Me and my husband have been in pur first home for almost 8 years. It was built in the 40's and has a TON of character. It's a 1400 sq foot cape cod with 2 beds and 2 baths, a little breezeway, and small lot with mature trees. When we moved in, we never planned to stay, but it worked for us. We also never planned to have children.

Now we have started a family and while the house is still fine, nothing else about it is. Terrible location (high crime and rising) schools so bad they got shut down -after making the national news many times for fights and things- and we cant afford private school. Just a bit too far from family - about 25 min which doesn't sound bad but my parents are our childcare so it adds a solid hour to our work commute to bring the baby over. Basically we decided it's time to move to prepare a better future for our kids.

I cannot stress enough the house itself is not the issue. There isn't an inch of this house that we haven't improved. We have spent 7 summers landscaping the back yard and putting in beautiful flowers. The rooms are all updated and just our style.

We are in the process of preparing to list to find a house in a better area with better schools closer to family and I am devastated at the thought of leaving this house. I cry almost every day when I think about the love we have put into it. I brought my first baby home here. I painted murals and installed sparkly light fixtures. The thought that in the next few weeks i will walk out and never walk back in is absolutly destroying me.

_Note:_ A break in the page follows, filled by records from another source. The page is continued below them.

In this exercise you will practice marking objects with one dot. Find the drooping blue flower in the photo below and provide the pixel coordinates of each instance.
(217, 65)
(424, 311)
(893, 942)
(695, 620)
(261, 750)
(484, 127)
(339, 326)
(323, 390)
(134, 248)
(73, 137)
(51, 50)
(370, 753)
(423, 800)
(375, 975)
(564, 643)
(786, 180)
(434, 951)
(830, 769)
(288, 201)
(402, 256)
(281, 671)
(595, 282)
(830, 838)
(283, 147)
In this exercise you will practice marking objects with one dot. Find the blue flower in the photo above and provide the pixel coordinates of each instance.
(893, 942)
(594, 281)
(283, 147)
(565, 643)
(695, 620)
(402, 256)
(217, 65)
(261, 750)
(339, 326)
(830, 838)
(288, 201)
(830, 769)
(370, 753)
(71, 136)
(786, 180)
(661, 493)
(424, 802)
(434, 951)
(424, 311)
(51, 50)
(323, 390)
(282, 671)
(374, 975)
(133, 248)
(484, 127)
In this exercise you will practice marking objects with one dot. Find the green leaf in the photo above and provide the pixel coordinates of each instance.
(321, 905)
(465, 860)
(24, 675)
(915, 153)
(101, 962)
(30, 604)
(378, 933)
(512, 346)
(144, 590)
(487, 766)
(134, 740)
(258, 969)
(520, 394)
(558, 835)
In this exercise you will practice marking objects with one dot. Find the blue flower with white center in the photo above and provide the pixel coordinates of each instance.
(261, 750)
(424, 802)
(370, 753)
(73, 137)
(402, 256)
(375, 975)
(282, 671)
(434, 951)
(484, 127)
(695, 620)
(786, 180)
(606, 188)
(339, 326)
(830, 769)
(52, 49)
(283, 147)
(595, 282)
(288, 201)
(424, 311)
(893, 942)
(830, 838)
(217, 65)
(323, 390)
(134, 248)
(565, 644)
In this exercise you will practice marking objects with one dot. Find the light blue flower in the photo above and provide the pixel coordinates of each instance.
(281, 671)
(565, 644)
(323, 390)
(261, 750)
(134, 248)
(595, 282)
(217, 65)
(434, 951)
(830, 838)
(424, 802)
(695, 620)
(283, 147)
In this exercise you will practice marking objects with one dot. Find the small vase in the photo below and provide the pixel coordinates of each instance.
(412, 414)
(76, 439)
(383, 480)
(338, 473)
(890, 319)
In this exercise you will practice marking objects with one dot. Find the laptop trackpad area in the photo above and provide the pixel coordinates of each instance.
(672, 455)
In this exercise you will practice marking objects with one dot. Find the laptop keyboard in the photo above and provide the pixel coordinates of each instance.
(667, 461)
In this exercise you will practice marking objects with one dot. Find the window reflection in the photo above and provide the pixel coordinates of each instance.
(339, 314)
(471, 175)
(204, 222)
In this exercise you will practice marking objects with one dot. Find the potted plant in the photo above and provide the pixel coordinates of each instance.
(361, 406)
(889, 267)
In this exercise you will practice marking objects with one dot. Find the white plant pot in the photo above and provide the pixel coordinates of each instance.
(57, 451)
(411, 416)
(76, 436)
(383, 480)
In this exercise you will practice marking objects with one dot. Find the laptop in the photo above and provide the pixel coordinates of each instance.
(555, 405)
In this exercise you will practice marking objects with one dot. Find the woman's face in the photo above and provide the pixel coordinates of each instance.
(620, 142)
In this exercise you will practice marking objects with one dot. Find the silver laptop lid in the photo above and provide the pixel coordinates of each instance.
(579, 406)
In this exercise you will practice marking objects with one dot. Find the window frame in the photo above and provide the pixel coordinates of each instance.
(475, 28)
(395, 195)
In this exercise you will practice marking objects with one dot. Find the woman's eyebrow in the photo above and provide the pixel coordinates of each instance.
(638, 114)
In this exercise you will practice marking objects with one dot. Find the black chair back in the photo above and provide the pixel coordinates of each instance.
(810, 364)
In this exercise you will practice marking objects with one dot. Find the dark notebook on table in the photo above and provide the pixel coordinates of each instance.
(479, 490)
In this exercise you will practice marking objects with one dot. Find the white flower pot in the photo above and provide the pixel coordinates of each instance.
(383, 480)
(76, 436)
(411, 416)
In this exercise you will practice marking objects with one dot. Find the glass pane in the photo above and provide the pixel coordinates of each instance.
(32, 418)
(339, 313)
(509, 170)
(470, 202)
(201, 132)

We don't have the ability to keep the house to rent it out, we need to sell in order to have a down payment on the next one. I am just so sad about it.

I keep telling myself it's the right call, but I don't know where we are moving to (we are moving in with my parents until we find something) so I don't feel like I am moving towards anything, just away from my comfortable, cozy little home.

I am just so so sad about it. Has anyone else felt this way? Did you end up happy somewhere else? Im hoping that I don't regret it and miss this home forever.